Coughing blood too? Fuck you! Get back into the trenches you!
Yesterday...
I
haven't been sick in years, except for the occasional norovirus
that's a gift to me because of the profession I'm in. But I must've
caught something last week as it made it's appearance on Friday.
First
was the copious snot I keep sneezing out. Well, that's odd. I haven't
sneezed like that in years. Then the watery running snot that kept
flowing. “Oh shit” I thought. “Don't go into my lungs! Don't go
into my lungs!” I begged the virus. Too late, it had. Then came the
ridiculous coughing that can made my face turn beet red and is kind
of startling to anyone watching. Add to that, the old feeling of
someone having beat me with an axe handle came back as well.
Aaaa-CHOO! as I fire another rope of snot into those damned paper
towels that rip up your nose if you use them 30 times in a row.
In
my head I say: “Admit it kid...stop wishing it way, you ARE sick!”
As
the day passed I kept getting queries from others, “Are you
alright?” “No...but I will drag myself on” was my answer.

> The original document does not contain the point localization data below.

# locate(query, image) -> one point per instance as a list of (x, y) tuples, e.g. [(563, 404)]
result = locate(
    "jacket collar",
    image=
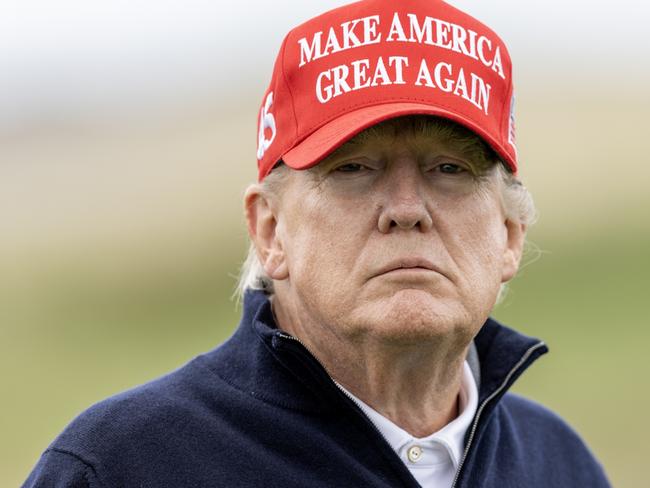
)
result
[(268, 364)]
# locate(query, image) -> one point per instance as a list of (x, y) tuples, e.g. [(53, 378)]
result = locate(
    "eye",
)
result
[(350, 168), (450, 168)]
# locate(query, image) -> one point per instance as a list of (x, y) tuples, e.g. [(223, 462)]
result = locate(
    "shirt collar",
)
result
[(451, 436)]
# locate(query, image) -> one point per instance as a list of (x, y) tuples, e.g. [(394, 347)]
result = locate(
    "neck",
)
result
[(414, 384)]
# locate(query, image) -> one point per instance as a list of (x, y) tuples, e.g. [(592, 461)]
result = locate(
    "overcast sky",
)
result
[(80, 56)]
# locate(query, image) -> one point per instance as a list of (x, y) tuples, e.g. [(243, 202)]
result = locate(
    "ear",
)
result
[(516, 236), (262, 226)]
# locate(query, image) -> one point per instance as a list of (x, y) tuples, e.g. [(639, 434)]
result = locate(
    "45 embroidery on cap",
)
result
[(267, 121)]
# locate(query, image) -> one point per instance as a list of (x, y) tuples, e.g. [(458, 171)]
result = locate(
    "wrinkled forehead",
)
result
[(418, 132)]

Later on that night Red, comments: “I know you're HERE. You're
doing the work...You've helped me too...but YOU have totally checked
out! I can see it in your eyes!”
I
tell here she's right. I HAVE checked out. When sick, disappearing
from reality as much as I can is a coping tactic. Why be so Zen and
“in the moment with the here and now” with the sickness? I'd
rather be floating around Pluto and occasionally check in when need
be. Which is what I did. Return to reality just enough times to keep
things going safely is all that's needed.
Driving
home and using the tried and true tactic for sickness I've always
used, unconsciousness was my plan. I did a very good job at it too.
I zonked out and stayed that way as long as I could.
I
haven't been sick in a long while and I was kinda surprised at how it
can beat the shit out of you. Then again, I was much younger then and
being nearly 55 now, well...I guess things can wear on you a bit
harder than usual? What I noticed was that although the body may be
less adept at fighting it all, my mind isn't. It's plain pig headed,
unreasonable stubbornness that keeps you going. It's what I've always
done in my life to tell the truth when other more subtle tools won't
work. If the scalpel wont' work, use the ball peen hammer!
I'm
feeling a bit better today and by my side, is a nice snot TOWEL at
the ready. Thanks Mom! Great idea if the Kleenex runs out!